Attorneys make case for mine’s quick sale
Sterling lacks the money to cover Friday payroll
Sterling Mining Co. is flat broke, its attorneys said Monday, while arguing for a quick sale of the Sunshine Mine’s lease during a hearing in U.S. Bankruptcy Court.
The debt-ridden company doesn’t have $32,000 to make its payroll on Friday, said Ford Elsaesser, Sterling’s legal counsel. But a $24 million cash offer is pending for Sterling’s stock and assets – which include control of historic Sunshine Mine near Kellogg.
Silver Opportunity Partners LLC was the top bidder for Sterling at an April 21 auction. The limited partnership, a subsidiary of the New York-based Electrum Group of Companies, wants to close the sale this week, said attorney Luckey McDowell.

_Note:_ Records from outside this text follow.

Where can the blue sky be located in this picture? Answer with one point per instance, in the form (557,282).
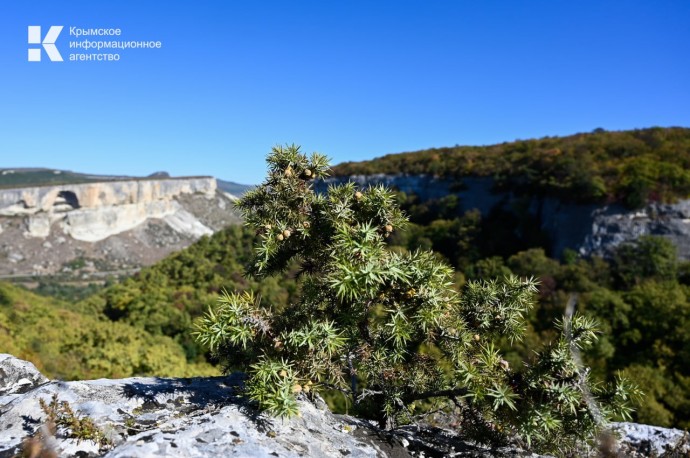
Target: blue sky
(351,79)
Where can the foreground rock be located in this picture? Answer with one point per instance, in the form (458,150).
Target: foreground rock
(148,417)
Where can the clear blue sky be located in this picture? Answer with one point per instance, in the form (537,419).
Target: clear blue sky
(351,79)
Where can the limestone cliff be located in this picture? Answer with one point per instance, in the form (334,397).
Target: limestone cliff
(124,223)
(587,229)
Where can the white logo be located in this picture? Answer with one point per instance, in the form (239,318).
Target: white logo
(48,43)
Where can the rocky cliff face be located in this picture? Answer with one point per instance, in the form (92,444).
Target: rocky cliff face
(151,417)
(588,229)
(124,224)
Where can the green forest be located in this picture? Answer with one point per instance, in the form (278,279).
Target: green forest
(631,167)
(640,296)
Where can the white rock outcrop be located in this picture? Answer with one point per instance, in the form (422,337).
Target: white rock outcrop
(95,211)
(200,417)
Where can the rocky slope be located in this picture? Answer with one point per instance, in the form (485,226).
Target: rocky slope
(146,417)
(587,229)
(106,226)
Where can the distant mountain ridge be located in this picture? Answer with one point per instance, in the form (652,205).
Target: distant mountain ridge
(38,176)
(71,224)
(631,167)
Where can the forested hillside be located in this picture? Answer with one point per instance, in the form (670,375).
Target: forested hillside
(628,166)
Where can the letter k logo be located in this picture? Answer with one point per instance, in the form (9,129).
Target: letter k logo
(48,43)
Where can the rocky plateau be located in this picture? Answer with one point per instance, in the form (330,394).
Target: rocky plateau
(106,227)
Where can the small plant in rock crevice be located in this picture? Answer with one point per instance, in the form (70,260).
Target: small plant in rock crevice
(389,329)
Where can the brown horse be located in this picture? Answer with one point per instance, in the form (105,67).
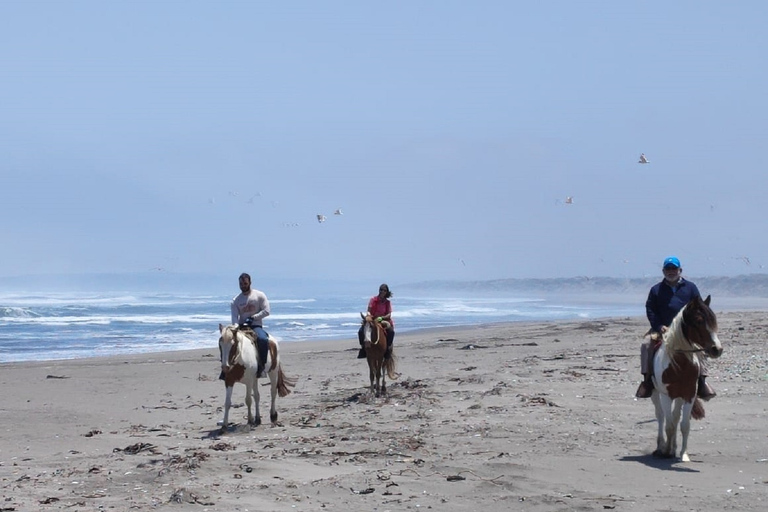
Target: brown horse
(676,374)
(375,342)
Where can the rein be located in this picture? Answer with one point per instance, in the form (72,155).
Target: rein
(683,328)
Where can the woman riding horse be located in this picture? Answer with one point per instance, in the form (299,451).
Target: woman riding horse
(380,308)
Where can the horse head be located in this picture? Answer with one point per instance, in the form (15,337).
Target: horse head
(700,326)
(227,346)
(371,330)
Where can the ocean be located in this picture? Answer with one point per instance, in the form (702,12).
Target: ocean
(61,325)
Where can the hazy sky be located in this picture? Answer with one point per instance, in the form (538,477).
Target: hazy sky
(206,137)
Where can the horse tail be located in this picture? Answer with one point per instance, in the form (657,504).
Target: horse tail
(284,383)
(389,366)
(697,412)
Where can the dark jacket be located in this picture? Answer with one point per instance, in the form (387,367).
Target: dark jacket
(664,303)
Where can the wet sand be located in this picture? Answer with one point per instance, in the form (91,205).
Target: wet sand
(522,416)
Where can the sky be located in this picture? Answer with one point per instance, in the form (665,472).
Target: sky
(206,137)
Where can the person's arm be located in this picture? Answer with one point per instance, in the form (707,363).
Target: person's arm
(263,309)
(694,291)
(651,309)
(234,311)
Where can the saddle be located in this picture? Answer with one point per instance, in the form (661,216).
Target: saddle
(262,346)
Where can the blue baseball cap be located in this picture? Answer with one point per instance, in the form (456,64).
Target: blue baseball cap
(672,261)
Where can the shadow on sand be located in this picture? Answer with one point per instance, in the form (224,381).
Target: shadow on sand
(659,463)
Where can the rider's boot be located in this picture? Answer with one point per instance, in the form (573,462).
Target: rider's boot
(705,391)
(645,389)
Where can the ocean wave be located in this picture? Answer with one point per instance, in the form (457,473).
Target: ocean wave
(16,312)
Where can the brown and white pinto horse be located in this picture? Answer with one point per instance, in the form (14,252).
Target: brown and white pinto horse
(676,374)
(375,343)
(239,362)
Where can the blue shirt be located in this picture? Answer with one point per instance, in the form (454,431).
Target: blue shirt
(664,302)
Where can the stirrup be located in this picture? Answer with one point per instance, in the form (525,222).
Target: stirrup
(706,392)
(645,389)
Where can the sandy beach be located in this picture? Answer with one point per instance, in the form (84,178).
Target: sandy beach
(523,416)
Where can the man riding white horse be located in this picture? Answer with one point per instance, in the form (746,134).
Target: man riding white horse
(249,309)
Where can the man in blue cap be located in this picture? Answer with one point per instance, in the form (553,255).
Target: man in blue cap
(665,300)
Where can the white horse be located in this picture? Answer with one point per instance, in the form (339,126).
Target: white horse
(676,374)
(239,362)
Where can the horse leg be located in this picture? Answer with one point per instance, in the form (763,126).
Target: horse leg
(383,380)
(378,377)
(372,374)
(256,397)
(685,429)
(673,420)
(655,398)
(249,399)
(273,377)
(227,405)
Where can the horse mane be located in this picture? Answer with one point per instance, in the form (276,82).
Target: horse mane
(674,340)
(245,348)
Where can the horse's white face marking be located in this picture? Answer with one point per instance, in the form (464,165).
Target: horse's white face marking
(226,342)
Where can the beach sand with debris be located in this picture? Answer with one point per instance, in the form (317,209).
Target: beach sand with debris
(519,416)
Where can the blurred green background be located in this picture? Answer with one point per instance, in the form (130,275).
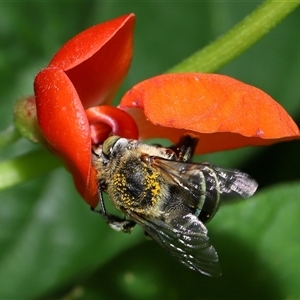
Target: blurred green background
(53,247)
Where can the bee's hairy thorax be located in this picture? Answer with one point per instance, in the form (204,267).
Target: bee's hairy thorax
(131,182)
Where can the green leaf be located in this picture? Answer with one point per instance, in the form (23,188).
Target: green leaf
(51,243)
(258,245)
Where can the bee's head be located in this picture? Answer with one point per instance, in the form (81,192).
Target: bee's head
(111,146)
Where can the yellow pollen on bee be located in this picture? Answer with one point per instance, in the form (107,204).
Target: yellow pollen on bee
(153,185)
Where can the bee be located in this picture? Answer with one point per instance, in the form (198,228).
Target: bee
(169,196)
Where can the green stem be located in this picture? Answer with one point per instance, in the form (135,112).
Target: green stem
(26,167)
(238,39)
(9,136)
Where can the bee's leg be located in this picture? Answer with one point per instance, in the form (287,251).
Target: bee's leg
(114,222)
(185,147)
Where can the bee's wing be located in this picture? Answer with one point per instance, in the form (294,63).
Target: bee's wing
(205,179)
(186,239)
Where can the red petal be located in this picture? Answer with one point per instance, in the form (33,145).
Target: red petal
(118,121)
(224,112)
(97,60)
(64,124)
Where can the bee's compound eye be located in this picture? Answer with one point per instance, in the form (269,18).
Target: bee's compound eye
(109,144)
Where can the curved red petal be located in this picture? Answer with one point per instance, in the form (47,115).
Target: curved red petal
(64,124)
(225,113)
(118,123)
(97,60)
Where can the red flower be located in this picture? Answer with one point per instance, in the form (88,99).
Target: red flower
(87,71)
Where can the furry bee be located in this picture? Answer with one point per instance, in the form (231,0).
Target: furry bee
(170,197)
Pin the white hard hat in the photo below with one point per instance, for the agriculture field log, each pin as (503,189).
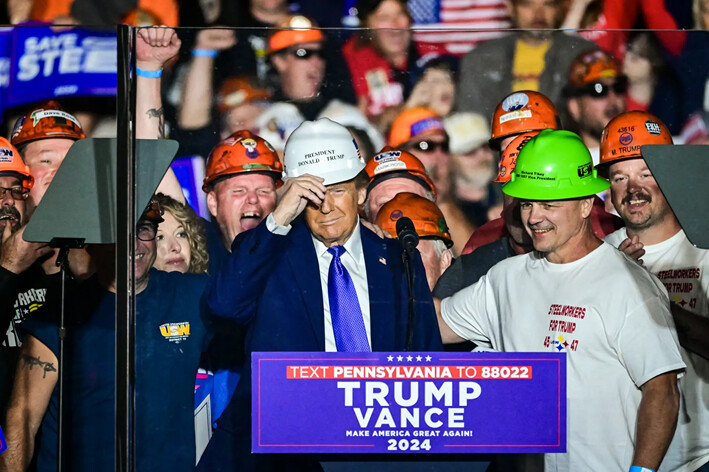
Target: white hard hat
(325,149)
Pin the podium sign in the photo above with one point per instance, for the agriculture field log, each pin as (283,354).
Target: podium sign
(408,402)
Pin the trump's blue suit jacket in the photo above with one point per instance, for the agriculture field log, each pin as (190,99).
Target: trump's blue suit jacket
(271,283)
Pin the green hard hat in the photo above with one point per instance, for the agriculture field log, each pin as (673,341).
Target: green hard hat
(554,165)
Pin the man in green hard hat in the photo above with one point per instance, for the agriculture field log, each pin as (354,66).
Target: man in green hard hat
(578,295)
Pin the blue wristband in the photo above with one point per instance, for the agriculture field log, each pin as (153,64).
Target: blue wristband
(204,53)
(148,74)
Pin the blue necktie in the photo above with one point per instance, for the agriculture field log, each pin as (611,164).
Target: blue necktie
(346,314)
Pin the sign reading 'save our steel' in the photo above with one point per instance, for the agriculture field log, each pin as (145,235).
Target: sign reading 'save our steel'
(402,402)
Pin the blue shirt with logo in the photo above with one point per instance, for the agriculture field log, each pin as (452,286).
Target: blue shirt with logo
(169,339)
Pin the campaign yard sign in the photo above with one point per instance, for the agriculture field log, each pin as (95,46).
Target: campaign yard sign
(45,63)
(408,402)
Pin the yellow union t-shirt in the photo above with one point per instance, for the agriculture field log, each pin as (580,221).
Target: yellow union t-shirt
(528,65)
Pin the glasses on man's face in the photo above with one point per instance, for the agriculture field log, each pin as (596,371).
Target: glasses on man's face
(305,54)
(430,146)
(18,193)
(600,90)
(146,231)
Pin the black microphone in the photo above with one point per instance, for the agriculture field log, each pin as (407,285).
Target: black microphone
(406,233)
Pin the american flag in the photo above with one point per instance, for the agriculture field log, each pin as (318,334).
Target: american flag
(456,26)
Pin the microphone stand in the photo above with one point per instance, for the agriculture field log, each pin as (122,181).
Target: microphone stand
(63,244)
(409,240)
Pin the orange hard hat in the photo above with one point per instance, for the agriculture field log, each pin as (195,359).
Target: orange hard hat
(11,161)
(240,153)
(521,112)
(296,29)
(592,66)
(414,122)
(48,120)
(236,91)
(392,162)
(509,156)
(624,134)
(425,215)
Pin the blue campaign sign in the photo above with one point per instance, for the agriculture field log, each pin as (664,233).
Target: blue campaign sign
(3,443)
(189,171)
(50,64)
(401,402)
(5,48)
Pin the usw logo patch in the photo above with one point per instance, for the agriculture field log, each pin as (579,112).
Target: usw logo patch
(175,332)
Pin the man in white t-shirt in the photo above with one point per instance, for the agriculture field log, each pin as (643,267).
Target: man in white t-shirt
(577,295)
(653,233)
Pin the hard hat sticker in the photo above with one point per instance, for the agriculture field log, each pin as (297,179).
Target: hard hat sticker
(18,126)
(250,145)
(516,101)
(389,165)
(585,170)
(387,156)
(37,115)
(6,155)
(515,115)
(625,138)
(653,128)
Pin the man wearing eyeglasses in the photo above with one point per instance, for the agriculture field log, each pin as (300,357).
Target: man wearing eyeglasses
(420,131)
(595,94)
(169,340)
(16,255)
(299,57)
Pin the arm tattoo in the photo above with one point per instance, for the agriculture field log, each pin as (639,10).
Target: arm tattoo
(34,361)
(160,115)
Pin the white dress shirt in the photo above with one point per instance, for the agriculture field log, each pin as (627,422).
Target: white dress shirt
(353,260)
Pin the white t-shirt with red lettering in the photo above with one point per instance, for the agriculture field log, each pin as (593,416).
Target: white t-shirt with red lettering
(610,317)
(682,268)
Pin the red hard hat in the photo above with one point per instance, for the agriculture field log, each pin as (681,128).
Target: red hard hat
(240,153)
(390,160)
(425,215)
(624,134)
(48,120)
(296,29)
(10,161)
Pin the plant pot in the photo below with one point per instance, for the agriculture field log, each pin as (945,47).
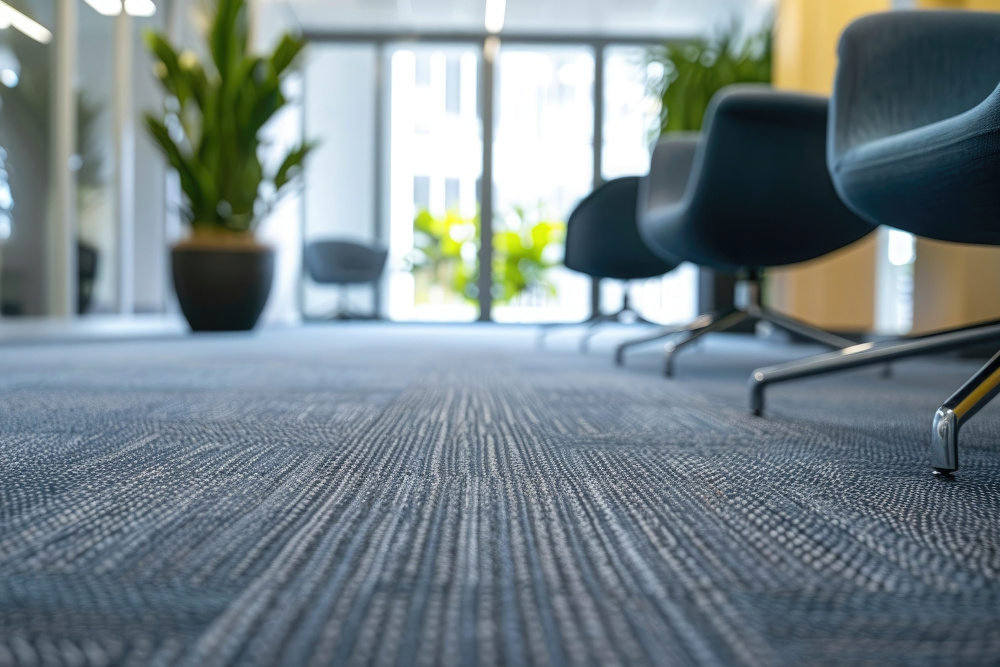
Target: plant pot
(222,287)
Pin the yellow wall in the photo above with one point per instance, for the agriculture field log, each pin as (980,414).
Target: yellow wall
(978,5)
(836,292)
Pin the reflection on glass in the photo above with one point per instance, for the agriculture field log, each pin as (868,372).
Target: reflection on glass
(894,292)
(25,90)
(97,249)
(435,162)
(543,166)
(630,122)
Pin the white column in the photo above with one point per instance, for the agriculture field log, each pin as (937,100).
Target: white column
(123,130)
(62,230)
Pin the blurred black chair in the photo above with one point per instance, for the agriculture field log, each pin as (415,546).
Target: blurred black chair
(914,143)
(345,263)
(602,241)
(758,196)
(86,266)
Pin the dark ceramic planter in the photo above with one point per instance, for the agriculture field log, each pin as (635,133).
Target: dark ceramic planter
(222,289)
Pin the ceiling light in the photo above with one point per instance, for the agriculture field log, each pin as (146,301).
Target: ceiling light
(31,28)
(140,8)
(495,11)
(106,7)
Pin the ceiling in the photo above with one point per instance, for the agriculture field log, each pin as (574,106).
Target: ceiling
(562,17)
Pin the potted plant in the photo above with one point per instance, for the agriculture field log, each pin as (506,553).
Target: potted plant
(210,132)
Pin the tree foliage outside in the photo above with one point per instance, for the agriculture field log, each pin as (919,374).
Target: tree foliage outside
(446,253)
(211,127)
(693,71)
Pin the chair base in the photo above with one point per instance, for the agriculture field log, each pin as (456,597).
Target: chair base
(948,419)
(618,317)
(749,308)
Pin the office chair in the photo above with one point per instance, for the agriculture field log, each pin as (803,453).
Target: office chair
(345,263)
(602,241)
(758,195)
(914,143)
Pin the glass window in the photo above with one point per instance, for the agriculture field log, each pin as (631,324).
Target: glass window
(340,176)
(435,162)
(630,122)
(97,242)
(26,71)
(543,166)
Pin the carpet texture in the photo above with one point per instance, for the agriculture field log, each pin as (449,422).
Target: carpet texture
(379,495)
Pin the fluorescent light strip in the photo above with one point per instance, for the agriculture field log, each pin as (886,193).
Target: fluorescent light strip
(106,7)
(33,29)
(495,12)
(141,8)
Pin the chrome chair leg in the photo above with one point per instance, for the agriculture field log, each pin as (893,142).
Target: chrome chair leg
(592,329)
(696,330)
(800,328)
(959,409)
(865,354)
(660,334)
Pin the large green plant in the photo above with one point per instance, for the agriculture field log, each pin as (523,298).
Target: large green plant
(445,249)
(214,115)
(694,71)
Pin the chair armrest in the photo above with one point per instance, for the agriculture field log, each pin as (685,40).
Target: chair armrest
(906,69)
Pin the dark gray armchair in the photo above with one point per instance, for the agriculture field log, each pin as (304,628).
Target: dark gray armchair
(757,195)
(345,263)
(602,241)
(914,143)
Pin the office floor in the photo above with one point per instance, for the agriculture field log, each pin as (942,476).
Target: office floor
(448,495)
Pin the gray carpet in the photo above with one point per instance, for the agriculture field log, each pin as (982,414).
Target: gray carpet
(420,495)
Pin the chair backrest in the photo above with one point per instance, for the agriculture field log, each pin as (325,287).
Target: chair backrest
(902,70)
(344,262)
(602,237)
(759,193)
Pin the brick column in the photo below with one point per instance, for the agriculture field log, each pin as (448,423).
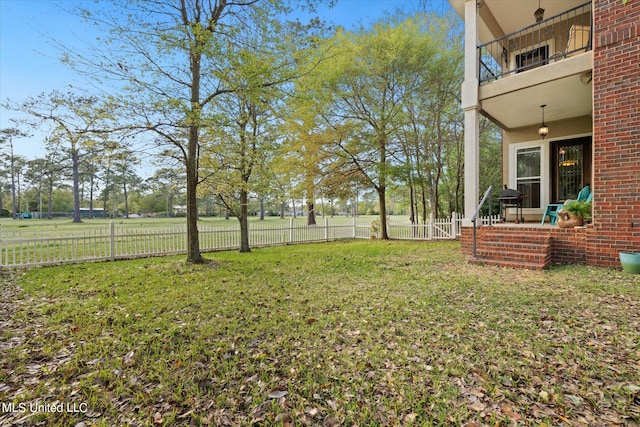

Silver Opportunity Partners is eager to gain control of the underground silver mine, which closed in 2008. The Sunshine Mine is one of the nation’s richest silver strikes, producing 360 million ounces of silver over 125 years.
Sterling, which filed for bankruptcy last year, is leasing the mine from Sunshine Precious Metals. To gain clear title to the Sunshine Mine, Silver Opportunity Partners would pay an additional $5 million to trigger a purchase option outlined in the lease.
“My client is here paying top dollar,” McDowell said. “We want the asset without questions.”
“It’s real money,” he added. “No one in this case thought they would get it.”
McDowell said a quick sale would ensure paychecks for Sterling’s 17 remaining workers. In addition, the sale would allow Sterling to start paying off its debts, he said. Without the cash infusion, Sterling could sink into bankruptcy liquidation, McDowell added.
But Sunshine Precious Metals is contesting the sale of Sterling’s assets. Sunshine’s attorney, Robert Faucher, said Sterling doesn’t have the authority to sell the Sunshine Mine’s lease.
In addition, the parties are fighting over who owns the mine’s equipment. Sunshine Precious Metals also contends that Sterling is responsible for $4 million worth of damage to the Silver Summit shaft, a secondary escape route that must be operational before the mine can start producing ore.
Sterling’s attorneys said that’s a moot point. Silver Opportunity Partners is willing to purchase the mine in its current condition, Elsaesser said.
Further delay “would put this sale at risk,” he said, warning of the potential for “cold feet” on the part of the bidder.
No decisions were made Monday. The hearing continues today before U.S. Bankruptcy Judge Terry Myers in Coeur d’Alene.